Still no answer. Images of the worst possible scenario rain down from the cracks in my ceiling.

  20

  I’ll give Tyan five more minutes. If there’s still no answer, should I call triple zero?

  It might have happened last night. If Rudy watched as Tyan and I sat in the food court, if he was waiting to get Tyan alone, he could have ambushed him in the carpark of Doncaster Shoppingtown. I doubt I could conceive of a worse place to die.

  Maybe Rudy knows who I am. Maybe right now Glen Tyan is dead in the boot of his car and Rudy is lurking outside my door, awaiting the same opportunity…

  Calm the fuck down, you gaping wanksock.

  I sift the tabloid sites for the murder of a white male in his sixties. Nothing.

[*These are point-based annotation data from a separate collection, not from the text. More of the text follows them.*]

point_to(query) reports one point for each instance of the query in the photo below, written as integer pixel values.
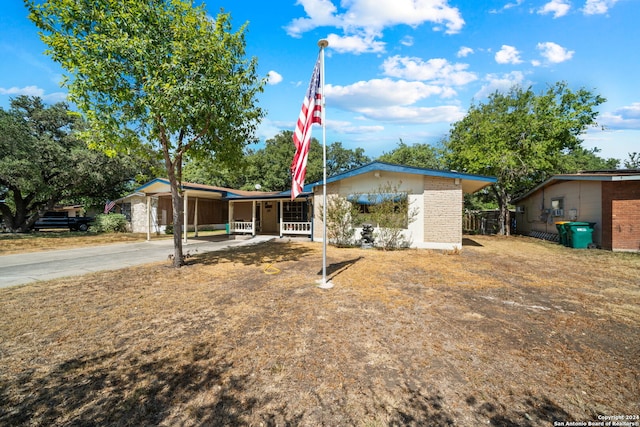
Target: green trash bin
(567, 233)
(581, 235)
(562, 232)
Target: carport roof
(162, 186)
(602, 176)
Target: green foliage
(520, 137)
(417, 155)
(109, 223)
(45, 163)
(581, 159)
(340, 159)
(341, 219)
(159, 75)
(633, 162)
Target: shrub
(109, 223)
(340, 217)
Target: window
(389, 210)
(125, 209)
(557, 203)
(294, 212)
(557, 207)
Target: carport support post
(186, 216)
(253, 218)
(195, 219)
(281, 217)
(148, 217)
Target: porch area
(280, 217)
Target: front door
(270, 217)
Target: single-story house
(437, 197)
(609, 199)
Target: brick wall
(442, 211)
(621, 215)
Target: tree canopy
(418, 155)
(520, 137)
(156, 73)
(44, 163)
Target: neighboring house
(437, 196)
(609, 199)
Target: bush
(340, 218)
(109, 223)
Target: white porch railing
(241, 227)
(303, 228)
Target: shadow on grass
(470, 242)
(336, 268)
(104, 389)
(201, 388)
(255, 254)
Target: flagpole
(324, 284)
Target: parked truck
(62, 220)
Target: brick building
(609, 199)
(436, 196)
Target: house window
(389, 210)
(294, 212)
(557, 206)
(125, 209)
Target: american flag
(109, 205)
(310, 113)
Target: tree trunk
(503, 210)
(176, 201)
(175, 180)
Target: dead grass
(510, 332)
(57, 239)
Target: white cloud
(381, 93)
(372, 16)
(500, 83)
(436, 70)
(273, 77)
(356, 44)
(508, 55)
(464, 51)
(627, 117)
(407, 41)
(508, 6)
(554, 53)
(557, 7)
(319, 13)
(27, 90)
(349, 128)
(53, 97)
(598, 7)
(415, 115)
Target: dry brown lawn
(509, 332)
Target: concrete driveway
(31, 267)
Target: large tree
(159, 73)
(44, 163)
(520, 137)
(418, 155)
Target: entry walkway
(19, 269)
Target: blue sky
(404, 69)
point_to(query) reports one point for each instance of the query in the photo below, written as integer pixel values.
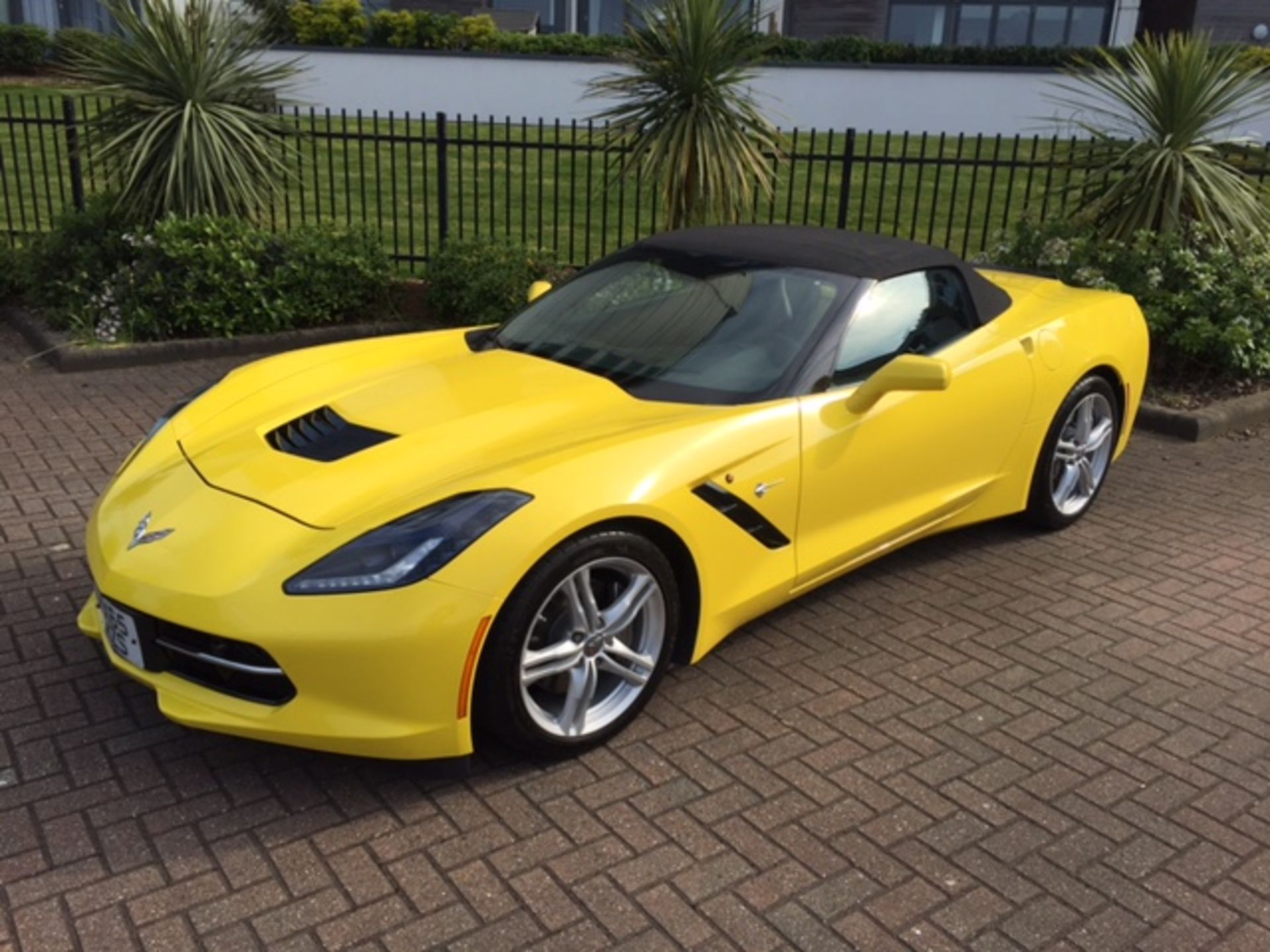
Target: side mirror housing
(907, 372)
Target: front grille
(230, 666)
(324, 436)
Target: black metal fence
(421, 179)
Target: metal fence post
(849, 154)
(443, 180)
(73, 155)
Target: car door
(876, 477)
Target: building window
(1039, 23)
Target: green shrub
(275, 19)
(1208, 306)
(476, 32)
(69, 263)
(75, 42)
(329, 23)
(396, 28)
(12, 270)
(436, 31)
(23, 48)
(484, 281)
(206, 277)
(1256, 58)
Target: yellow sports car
(376, 546)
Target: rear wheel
(1076, 456)
(581, 647)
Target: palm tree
(193, 127)
(685, 112)
(1165, 150)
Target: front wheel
(581, 647)
(1076, 456)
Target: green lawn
(556, 186)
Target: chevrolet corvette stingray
(386, 546)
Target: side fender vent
(743, 514)
(324, 436)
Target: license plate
(122, 633)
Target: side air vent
(743, 514)
(324, 436)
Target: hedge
(23, 48)
(342, 23)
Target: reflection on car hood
(456, 419)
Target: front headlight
(164, 419)
(409, 549)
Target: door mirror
(907, 372)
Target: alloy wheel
(592, 647)
(1082, 455)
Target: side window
(913, 314)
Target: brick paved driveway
(994, 740)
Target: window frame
(952, 17)
(976, 323)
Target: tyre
(1076, 456)
(581, 645)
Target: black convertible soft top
(875, 257)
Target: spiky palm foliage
(193, 127)
(683, 110)
(1166, 149)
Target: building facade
(56, 15)
(967, 23)
(1227, 20)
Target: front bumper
(376, 674)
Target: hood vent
(324, 436)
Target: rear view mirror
(907, 372)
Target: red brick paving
(994, 740)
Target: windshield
(726, 334)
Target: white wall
(915, 99)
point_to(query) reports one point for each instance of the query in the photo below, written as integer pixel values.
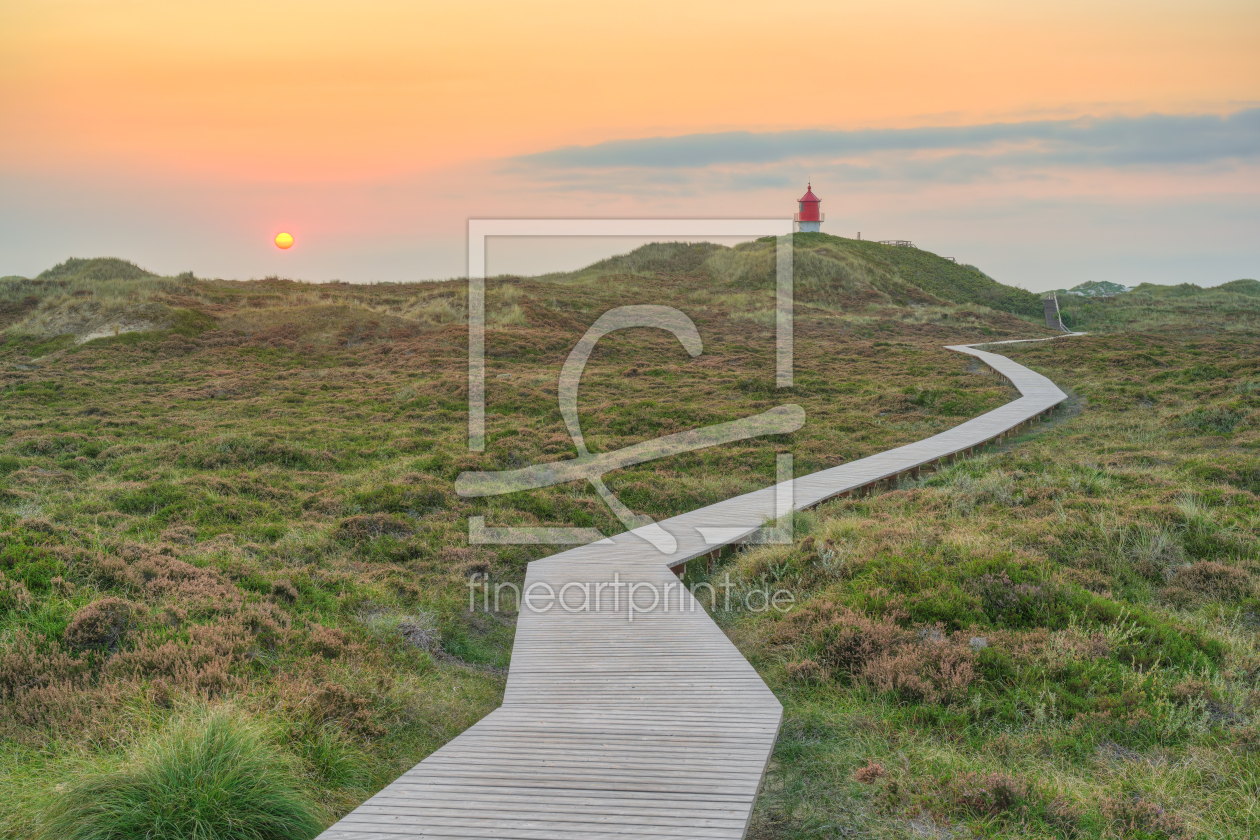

  Maybe I won’t call triple zero. His faith in me will nosedive if the cops have to track him down to the Good Times on Cemetery Road…

  I continue reading.

  Detective Glen Tyan was clueless as to what had been used to murder Cheryl Alamein. The who was less of a mystery—Piers Alamein would have been the prime suspect even if, when a woman is murdered, nine times out of ten it’s not her husband who did it. He couldn’t account for where he’d been all day other than lying on his couch, listening to the rain.

  On the morning of Saturday the eighth of June, detectives searched Piers’s apartment and returned nothing.

  They interviewed him at the Flinders Street complex, said they were tracking down the killer, not that he was the killer, so it was Piers himself who pointed out, poring over photographs of the crime scene, that a clear-lacquer vase in the shape of a milk bottle was missing from his dresser by the fireplace. ‘Could this be the murder weapon?’ he asked, dripping with Hollywood sincerity.

  Eight hours later, Tyan led a group of officers to Piers’s workshop—with Piers’s permission because in 1999 it was hard to process a search warrant on a Saturday; they even used his key to get in—whereupon the blood-smeared vase was discovered inside an unlocked deed box. This is how a cheap Ikea milk bottle, the one in the grainy xerox of a xerox of a xerox, became the linchpin in the case against Piers Alamein.